I started on Thursday from Ponferrada to Las Medulas where, luckily, I’d had a good breakfast in a cafe accross from the albergue, before setting off. I say luckily because despite passing through at least 4 villages (including Borrones) where there were cafes situated, not a single cafe or bar was open. I was unlucky with the weather - it poured with rain from start to finish. I was glad to have booked into Las Medulio hotel. The rooms were warm and I was able to get all of my kit dry overnight. My room also had a bath (bliss - bring your own plug!). The only negative was that the kitchen was closed from 2:30pm to 8pm - I’d arrived at 2:50pm. They had crisps and peanuts so made do with that.
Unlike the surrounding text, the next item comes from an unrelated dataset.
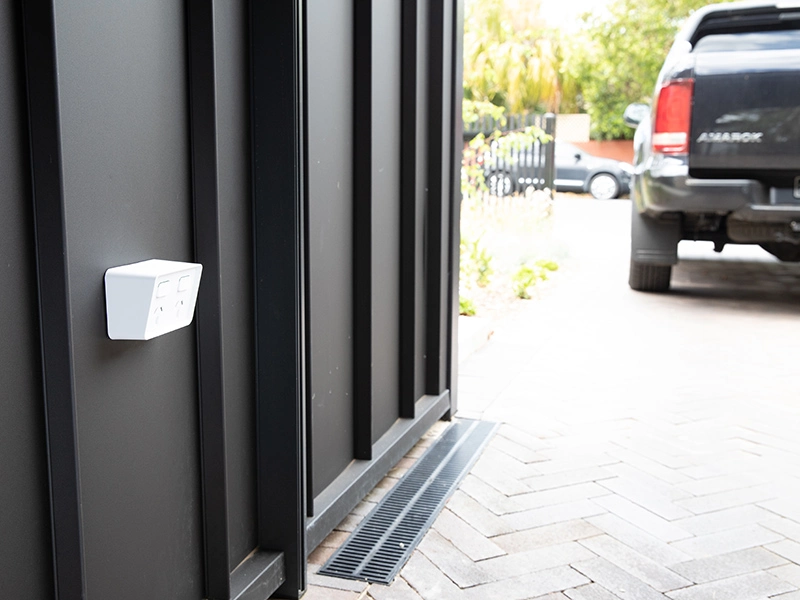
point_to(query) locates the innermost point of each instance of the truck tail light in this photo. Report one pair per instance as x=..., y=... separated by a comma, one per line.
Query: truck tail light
x=673, y=117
When I went down for dinner they said the kitchen wouldn’t open until 8:30pm. There was not a lot of choice for a veggie but they did me some egg & chips with cheese. I didn’t venture further as it was still pouring with rain. So Note to all - bring provisions with you from Ponferrada.
Day 2 - Las Medulas to O Barco and albergue Xagoaza.
I needed to leave early as another long day but the hotel didn’t open until 9.00am - so no breakfast there. I thought I’d find a cafe open in Las Medulas, but at 7:45am still nothing was open. The sun was shining today, so much more enjoyable. A couple of cafes open in Puente de Domingo Florez and had a lovely lunch in Sobradelo in Bar Museo. The other bars were closed but there is also a small Spar here, which was open. It’s a long stretch and it was after 4pm when I arrived in O Barco. I found a supermarket to buy provisions for dinner as I was staying in the albergue Xagoaza - a further 3.5km out of town. It’s not only out of town, it’s also up a steep hill! Not nice on already tired legs! I’d called ahead so they knew I was coming but it looked very closed up when I arrived. I phoned them and was told the door was open and to just go in. I had the whole place to myself but no heat or hot water. No kettle but at least there’s a microwave and hob. Also, all the beds had blankets so once in my sleeping bag with a blanket pulled over me, I was snug enough. NB: about 2/3rds of the way up I saw a yellow arrow pointing down a narrow track. No idea where that takes you but it’s not to the albergue! Stay on the road.
Day 3 - Xagoaza to A Rua. A nice short day so I decided to return into O Barco for a nice breakfast before setting off. You can take a shorter route without backtracking all the way into town. I did think that walking back down the hill if the weather was snowy or icy could be challenging. Not really any options for food or drink on this stage but it’s only around 13km. I’m staying in hostel O’Pillabán tonight, which is lovely. (I booked ahead). A Rua has several bars and cafes and a big supermarket. Tomorrows route had no option for food stops so stock up here.